CoursesGIS Basics — A Complete Introduction3.5 Lab — Identifying Data Models in the Wild
Module 3: Spatial Data ModelsHands-on Lab

3.5 Lab — Identifying Data Models in the Wild

Download three real-world datasets, identify their data model, and inspect their properties with free tools.

Lesson 14 of 100·35 min read

Key takeaways

  • You can tell a lot about a dataset by inspecting its extension and metadata before loading it.
  • Free tools (QGIS, gdalinfo, ogrinfo) give you every piece of information you need.
  • The same phenomenon is often available as both vector and raster — compare them side by side.

Introduction

This hands-on lab gets you comfortable identifying vector, raster, and other spatial data models from real sources. You'll download three public datasets, inspect their structure, and record observations that will recur across the rest of the course.

Prerequisites

  • QGIS 3.x installed (free, open source).
  • Optionally, GDAL command-line tools (gdalinfo, ogrinfo) — they come bundled with QGIS. Open the OSGeo4W Shell (Windows) or a normal terminal (macOS / Linux).
  • About 45 minutes.

Dataset 1 — A vector dataset (Natural Earth Countries)
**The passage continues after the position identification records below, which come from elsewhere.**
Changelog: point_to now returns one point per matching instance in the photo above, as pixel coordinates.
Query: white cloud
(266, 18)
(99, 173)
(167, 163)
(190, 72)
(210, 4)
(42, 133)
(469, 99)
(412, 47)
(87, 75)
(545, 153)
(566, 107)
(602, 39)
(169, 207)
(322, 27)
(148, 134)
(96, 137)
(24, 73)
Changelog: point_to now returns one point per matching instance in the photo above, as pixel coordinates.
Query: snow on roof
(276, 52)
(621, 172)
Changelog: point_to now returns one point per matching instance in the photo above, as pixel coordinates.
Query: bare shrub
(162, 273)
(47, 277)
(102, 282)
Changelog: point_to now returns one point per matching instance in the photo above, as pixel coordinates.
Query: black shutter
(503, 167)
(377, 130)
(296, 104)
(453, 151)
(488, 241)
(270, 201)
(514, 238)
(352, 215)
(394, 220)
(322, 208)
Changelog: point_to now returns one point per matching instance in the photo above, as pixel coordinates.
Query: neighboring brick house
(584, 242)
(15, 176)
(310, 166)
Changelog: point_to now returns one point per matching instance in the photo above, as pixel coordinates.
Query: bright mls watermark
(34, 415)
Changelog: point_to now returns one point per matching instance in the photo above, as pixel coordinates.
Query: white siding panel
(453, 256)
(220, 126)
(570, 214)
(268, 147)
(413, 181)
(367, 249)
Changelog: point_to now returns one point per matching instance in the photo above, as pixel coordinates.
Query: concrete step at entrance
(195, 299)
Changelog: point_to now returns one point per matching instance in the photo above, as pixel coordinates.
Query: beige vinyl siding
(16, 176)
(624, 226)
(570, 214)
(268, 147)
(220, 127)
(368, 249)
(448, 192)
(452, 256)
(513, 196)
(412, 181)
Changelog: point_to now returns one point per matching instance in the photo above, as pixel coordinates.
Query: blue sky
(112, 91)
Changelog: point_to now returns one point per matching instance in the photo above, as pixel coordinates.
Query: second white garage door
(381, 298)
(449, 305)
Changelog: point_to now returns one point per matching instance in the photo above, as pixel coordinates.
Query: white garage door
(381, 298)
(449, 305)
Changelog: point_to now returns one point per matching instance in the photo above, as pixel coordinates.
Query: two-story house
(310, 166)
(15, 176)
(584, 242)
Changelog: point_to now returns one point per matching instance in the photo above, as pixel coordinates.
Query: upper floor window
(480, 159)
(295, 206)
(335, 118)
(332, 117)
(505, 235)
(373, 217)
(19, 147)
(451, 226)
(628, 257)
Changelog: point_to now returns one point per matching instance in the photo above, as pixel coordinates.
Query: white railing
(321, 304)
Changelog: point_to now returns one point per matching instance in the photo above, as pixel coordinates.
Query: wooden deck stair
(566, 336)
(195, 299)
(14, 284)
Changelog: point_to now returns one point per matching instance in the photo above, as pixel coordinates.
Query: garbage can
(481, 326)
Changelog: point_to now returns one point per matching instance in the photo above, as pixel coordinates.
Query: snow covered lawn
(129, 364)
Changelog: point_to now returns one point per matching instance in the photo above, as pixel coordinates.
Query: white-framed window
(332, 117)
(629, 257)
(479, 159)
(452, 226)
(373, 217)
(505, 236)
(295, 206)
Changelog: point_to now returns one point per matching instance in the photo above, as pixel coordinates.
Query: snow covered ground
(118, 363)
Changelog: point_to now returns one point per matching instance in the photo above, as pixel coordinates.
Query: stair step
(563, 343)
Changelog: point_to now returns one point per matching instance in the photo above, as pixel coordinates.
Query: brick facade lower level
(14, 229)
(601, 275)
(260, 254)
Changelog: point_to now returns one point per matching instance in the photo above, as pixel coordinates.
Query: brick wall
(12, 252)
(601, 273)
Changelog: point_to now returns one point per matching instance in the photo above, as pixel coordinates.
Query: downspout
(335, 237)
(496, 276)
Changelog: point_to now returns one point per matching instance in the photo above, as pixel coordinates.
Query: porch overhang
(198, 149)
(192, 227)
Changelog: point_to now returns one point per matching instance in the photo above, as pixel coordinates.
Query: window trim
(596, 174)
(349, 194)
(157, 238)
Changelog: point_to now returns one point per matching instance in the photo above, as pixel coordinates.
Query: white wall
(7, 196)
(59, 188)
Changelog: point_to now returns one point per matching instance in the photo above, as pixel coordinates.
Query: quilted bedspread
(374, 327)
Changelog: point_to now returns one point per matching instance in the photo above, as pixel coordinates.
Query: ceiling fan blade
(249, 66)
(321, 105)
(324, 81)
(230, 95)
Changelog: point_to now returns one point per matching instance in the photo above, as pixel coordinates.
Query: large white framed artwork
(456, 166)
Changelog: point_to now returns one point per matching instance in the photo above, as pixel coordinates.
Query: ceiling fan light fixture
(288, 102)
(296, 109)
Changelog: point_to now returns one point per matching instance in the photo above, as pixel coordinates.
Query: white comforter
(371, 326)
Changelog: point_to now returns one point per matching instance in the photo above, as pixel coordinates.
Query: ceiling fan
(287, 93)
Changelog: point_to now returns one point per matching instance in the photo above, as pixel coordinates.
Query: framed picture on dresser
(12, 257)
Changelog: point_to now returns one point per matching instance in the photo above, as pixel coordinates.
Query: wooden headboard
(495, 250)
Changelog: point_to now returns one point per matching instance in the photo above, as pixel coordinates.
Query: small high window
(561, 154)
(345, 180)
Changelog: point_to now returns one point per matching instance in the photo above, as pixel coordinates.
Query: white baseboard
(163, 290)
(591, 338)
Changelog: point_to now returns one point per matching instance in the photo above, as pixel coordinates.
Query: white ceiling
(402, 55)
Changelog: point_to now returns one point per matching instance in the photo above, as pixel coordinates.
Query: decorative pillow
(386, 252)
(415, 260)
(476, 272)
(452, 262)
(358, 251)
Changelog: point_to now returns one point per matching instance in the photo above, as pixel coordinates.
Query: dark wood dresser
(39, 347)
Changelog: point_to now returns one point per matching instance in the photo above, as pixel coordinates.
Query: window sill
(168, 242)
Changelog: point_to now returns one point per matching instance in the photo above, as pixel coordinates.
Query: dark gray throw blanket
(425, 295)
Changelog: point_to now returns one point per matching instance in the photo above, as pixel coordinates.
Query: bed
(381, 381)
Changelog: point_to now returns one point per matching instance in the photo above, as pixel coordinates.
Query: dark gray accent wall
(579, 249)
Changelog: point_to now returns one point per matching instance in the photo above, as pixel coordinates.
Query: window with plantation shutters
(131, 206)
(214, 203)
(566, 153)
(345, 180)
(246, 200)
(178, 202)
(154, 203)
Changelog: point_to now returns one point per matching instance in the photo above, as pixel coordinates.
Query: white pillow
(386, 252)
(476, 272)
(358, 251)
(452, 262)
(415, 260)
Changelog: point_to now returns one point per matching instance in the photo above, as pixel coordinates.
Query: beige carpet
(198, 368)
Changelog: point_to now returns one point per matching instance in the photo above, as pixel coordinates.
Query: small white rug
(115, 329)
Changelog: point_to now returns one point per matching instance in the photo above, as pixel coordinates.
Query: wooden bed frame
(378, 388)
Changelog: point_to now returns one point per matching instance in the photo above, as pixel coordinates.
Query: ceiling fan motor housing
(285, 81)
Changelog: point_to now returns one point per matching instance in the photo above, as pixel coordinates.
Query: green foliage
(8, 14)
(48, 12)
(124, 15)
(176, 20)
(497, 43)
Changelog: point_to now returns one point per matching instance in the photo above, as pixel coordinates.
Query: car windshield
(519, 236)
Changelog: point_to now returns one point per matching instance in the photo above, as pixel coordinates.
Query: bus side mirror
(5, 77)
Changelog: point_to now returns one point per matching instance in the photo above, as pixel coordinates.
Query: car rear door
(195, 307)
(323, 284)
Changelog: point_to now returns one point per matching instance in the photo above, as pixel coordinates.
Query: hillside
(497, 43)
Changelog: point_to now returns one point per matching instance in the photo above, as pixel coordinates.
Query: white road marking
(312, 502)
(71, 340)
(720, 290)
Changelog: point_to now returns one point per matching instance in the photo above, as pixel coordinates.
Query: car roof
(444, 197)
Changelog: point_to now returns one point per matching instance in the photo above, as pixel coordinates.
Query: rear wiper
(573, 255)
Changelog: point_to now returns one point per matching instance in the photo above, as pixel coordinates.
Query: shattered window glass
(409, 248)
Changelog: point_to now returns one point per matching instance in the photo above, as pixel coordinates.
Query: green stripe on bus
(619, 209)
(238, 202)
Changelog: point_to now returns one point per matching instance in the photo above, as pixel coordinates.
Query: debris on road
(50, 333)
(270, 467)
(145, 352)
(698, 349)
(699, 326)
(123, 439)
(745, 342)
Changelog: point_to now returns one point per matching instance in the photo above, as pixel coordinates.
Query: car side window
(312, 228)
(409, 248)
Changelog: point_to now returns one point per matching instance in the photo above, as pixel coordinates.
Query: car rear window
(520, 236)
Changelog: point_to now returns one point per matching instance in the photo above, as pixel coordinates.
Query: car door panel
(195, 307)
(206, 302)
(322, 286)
Step 1. Go to naturalearthdata.com and download ne_110m_admin_0_countries.zip. Unzip it — you should see .shp, .shx, .dbf, .prj, and .cpg files.

Step 2. In a terminal, run:

Shell
ogrinfo -so -al ne_110m_admin_0_countries.shp

-so means "summary only"; -al means "all layers". Read the output carefully.

Step 3. Record answers to these questions in a notes file:

  • How many features does the layer contain?
  • What is the geometry type?
  • What is the CRS (look for PROJCS or GEOGCS)?
  • How many fields (columns)? Name 5.
  • What is the bounding box?

Step 4. In QGIS, Layer → Add Layer → Vector and load the same file. Right-click → Open Attribute Table to see the tabular side.

Dataset 2 — A raster dataset (SRTM elevation)

Step 5. Download a 1 arc-second (~30 m) SRTM tile from USGS EarthExplorer or use the cached sample from OpenTopography. Alternatively, go to dwtkns.com/srtm30m/ and click a tile over a mountainous region (e.g., the Alps).

Step 6. Run:

Shell
gdalinfo N46E009.hgt

(Substitute your actual file name.)

Step 7. Record:

  • Driver (HGT? GeoTIFF?).
  • Size in pixels (width × height).
  • Band count and data type.
  • Pixel size (cell resolution).
  • Origin (upper-left corner coordinates).
  • CRS.
  • Minimum / maximum elevation values.

Step 8. In QGIS, load the raster and apply a hillshade (Raster → Analysis → Hillshade) to visualise the terrain.

Dataset 3 — A multiband raster (Sentinel-2)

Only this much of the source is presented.